Manufacturing this pigment means always watching the needs of the industries we support. Some trends push toward finer particle sizes for ultra-smooth finishes, others toward lower nickel content for regulatory comfort. Our R&D group works on both, tackling lower-temperature firing and more sustainable raw material sourcing to keep up with both cost and compliance pressures.
Resource efficiency matters more each year. We’ve reduced energy consumption per ton produced by moving to more efficient calcining and recovery of process heat. Waste pigment gets recycled into non-critical color applications rather than trashed. Customers with environmental initiatives want to know not just color specifications, but lifecycle impacts. Our team runs thorough substance traceability and assists with regulatory submissions for global markets.
Some paints and inks need the highest gloss, or the most transparent films. PY53, rooted in rutile structure, boasts opacity, which means it blocks light very effectively. In printing inks needing high transparency or ultra-bright, pure yellow for process work (such as in four-color process printing), this pigment serves only in blends or specialty coatings. For absolute chroma, certain organic pigments take the win, but at the expense of lifespan and chemical resistance.
Certain plastics, especially those running thin films or requiring perfect food contact compliance in select regions, may hit regulatory scrutiny on nickel or antimony. Our production design includes regular residue testing, trace element analysis, and, where needed, development of low-metal versions for these sectors. We don’t overpromise—experience shows that every pigment choice requires a realistic understanding of process constraints.
Shipping pigment worldwide throws up unique challenges: humidity, temperature shifts, and customs controls sometimes delay product in a way that traders or brokers never face. We track every shipment to ensure no moisture intrusion, avoid caking, and guarantee re-test prior to customer use, especially after long sea voyages. Our organization keeps emergency batch reserves, so a customer line never stops over a pigment supply issue. This flexibility stems directly from manufacturer-level commitment, not from juggling inventories as a trader.

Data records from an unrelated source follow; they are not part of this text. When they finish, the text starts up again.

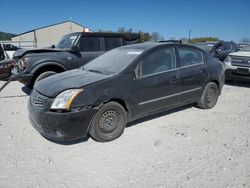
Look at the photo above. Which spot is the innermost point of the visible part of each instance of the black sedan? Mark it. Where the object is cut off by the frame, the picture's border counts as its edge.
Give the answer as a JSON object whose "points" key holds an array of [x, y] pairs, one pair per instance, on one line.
{"points": [[122, 85], [218, 49]]}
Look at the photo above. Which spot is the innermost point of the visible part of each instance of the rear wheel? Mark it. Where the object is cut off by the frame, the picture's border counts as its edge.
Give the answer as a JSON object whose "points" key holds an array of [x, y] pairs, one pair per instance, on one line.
{"points": [[209, 96], [44, 75], [109, 122]]}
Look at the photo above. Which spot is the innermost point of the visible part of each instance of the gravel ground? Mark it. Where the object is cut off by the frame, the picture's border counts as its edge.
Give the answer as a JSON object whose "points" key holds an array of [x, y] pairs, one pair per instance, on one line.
{"points": [[188, 147]]}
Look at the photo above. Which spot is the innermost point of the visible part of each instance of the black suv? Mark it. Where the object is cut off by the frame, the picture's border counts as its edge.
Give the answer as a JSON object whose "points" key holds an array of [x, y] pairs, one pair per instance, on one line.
{"points": [[122, 85], [72, 51], [218, 49]]}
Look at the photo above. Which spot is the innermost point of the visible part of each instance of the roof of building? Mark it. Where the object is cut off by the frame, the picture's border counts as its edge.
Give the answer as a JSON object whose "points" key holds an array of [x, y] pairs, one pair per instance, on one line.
{"points": [[51, 26]]}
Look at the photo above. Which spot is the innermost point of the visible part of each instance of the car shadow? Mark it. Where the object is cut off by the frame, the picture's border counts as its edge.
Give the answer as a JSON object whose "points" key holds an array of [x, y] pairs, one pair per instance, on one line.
{"points": [[159, 114], [238, 83], [26, 90], [78, 141], [130, 124]]}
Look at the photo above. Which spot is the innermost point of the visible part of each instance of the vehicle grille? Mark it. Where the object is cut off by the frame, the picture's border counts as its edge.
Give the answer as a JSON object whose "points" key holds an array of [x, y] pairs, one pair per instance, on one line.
{"points": [[241, 61], [37, 99]]}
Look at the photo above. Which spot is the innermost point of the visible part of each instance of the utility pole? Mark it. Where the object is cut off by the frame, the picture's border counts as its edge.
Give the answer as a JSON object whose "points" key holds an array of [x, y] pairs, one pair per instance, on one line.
{"points": [[189, 36]]}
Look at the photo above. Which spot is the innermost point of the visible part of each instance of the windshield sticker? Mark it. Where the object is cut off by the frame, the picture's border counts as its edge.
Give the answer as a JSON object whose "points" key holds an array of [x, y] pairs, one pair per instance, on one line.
{"points": [[73, 37], [134, 52]]}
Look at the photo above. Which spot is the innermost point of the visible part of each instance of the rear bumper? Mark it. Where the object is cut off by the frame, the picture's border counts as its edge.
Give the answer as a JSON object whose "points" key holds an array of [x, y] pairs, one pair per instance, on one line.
{"points": [[56, 126]]}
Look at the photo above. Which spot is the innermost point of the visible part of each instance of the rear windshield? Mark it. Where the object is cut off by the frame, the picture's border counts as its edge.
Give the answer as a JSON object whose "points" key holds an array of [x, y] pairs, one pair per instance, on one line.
{"points": [[205, 46], [114, 61]]}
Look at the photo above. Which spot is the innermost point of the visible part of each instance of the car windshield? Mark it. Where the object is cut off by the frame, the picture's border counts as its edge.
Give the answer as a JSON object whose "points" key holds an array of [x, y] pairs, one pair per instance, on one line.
{"points": [[247, 49], [114, 61], [205, 46], [67, 41]]}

We’ve faced customer audits and supplier visits from multinational coatings firms who inspect everything from raw material intake to off-gas handling. They measure more than pigment—they want to see production transparency, quality checks, and traceability. Our technical staff regularly travels to customer factories, offering on-site support and troubleshooting to keep their operations running, again and again emphasizing that real manufacturing support comes from those who know the product, not simply resell it.
Every kilogram of PY53 nicked from our silo carries the silent record of technical experience and dozens of workers’ hands. Our chemists, furnace operators, QC inspectors, and packing teams stake years of process perfection into each lot. Facing color complaints, technical questions, or shifting regulations, our team doesn’t dodge responsibility—we tackle these challenges head-on, drawing on deep process knowledge that third-party resellers lack.
For our customers, it’s not the product code or color card that makes the difference, but the reliability of every delivery, the hands-on support when trials go wrong, and the confidence that each batch meets strict requirements built up by years of direct manufacturing. That’s the standard we measure ourselves against each day on the factory floor.